Stowe explains that understanding the motivation to pursue leadership as a career path is critical because “If their ‘why” isn’t strong enough, they will stumble when faced with large obstacles.”
3. Explore goals and challenges
In many coaching interactions, Trout talks about the past and then looks toward the future, using two related lines of inquiry:
- What was the biggest challenge you were faced with last year and how did you overcome it?
- What’s the biggest decision you must make this year and what’s keeping you from making it?
Those are tough ones but they’ll quickly shape immediate action items.
4. List strengths and weaknesses
Self-awareness is the hallmark of a great leader, so Stowe has leaders enumerate their strengths and weaknesses.
Sounds basic, right? But the question serves a deeper purpose. “Too many people can rattle off the strengths but find it difficult to describe their weaknesses,” he states. “The best leaders know what they are good at and where they need to surround themselves with others who can augment their talents.”
5. Recount a decision-making failure
Many of Stein’s favorite questions center on a leader’s decision-making process. “I ask them to share a decision that did not go well. We talk about the result, what they would do differently, and the impact it had on others, the organization and themselves.”
In a variation on the theme, Trout typically probes about recent decisions the leader regrets and always asks why. Quinn wants to know when the leader has been wrong about a particular topic.
When discussing failures, leaders may initially deflect, Lameijer observes. He urges them to refocus on their own role by asking “Where are your fingerprints on this situation?”
6. Discuss risk and reward
Closely tied to failure is the concept of risk. Stowe highlights two insightful questions:
- What is a risk you have taken in your career that has paid off?
- What risk have you taken that has failed?
He believes that great leaders know how to take calculated risks, so he uses these conversations to assess and enhance risk tolerance and resilience.
7. Ask for reading recommendations
Both Trout and Stowe are apt to talk about books, asking what reading material shaped a leader into who they are today.
Why head down this route? “If a person is reading, it shows they are continuing to learn and grow. What they read indicates areas they’re curious about and seek to improve themselves,” says Stowe.

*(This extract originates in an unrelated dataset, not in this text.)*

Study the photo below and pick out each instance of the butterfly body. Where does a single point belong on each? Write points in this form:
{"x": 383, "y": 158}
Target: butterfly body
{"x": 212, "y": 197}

Lifelong learning is critical, in his opinion. “There is no constant. If you are not growing, you are falling behind in your craft,” he explains. That’s why he’s a proponent of asking this question as well: “How do you continue to grow as a leader?”
8. Next generation
“If you delivered a commencement address today, what would be your message to the graduating class?” Trout recommends this question to bring out important lessons a leader would share with others.
Want to come at it a different way? You might ask a leader what they would tell their younger self or what the best advice they ever received was and how it influenced their journey.

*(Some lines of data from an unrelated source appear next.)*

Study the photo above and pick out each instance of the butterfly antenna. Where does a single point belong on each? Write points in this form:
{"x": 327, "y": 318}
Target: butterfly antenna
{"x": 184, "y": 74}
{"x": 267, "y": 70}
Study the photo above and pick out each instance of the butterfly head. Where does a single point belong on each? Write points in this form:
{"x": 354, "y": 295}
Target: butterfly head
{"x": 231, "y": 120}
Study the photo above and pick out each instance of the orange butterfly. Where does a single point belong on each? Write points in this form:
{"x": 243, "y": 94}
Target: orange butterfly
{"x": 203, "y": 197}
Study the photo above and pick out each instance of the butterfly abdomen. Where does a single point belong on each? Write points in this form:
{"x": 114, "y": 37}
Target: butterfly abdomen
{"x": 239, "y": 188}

9. Distinguish leadership from management
This one will throw some leaders for a loop because it’s not solely about the leader themselves. “How do you encourage great ideas from your workforce?”
Stowe says the answer can help separate true leaders from mere managers. As he puts it, “Leaders inspire new ideas and stimulate curiosity. Managers simply tell people what to do and can suffocate creativity. This question will indicate if a person has the heart of a leader.”
10. Reflect on the big picture
There are many ways to zoom out and get a “10,000-foot view” of leadership. Trout likes leaders to summarize their life stories in a single sentence. Stowe looks for the one accomplishment about which the leader is most proud. Quinn investigates pivotal points in the leadership journey, times when a cherished perspective changed.
No matter which questions feel most natural and what phrasing works best for you, the keys to a thought-provoking leadership conversation are these: Have the courage to ask and the wisdom to sit back and listen.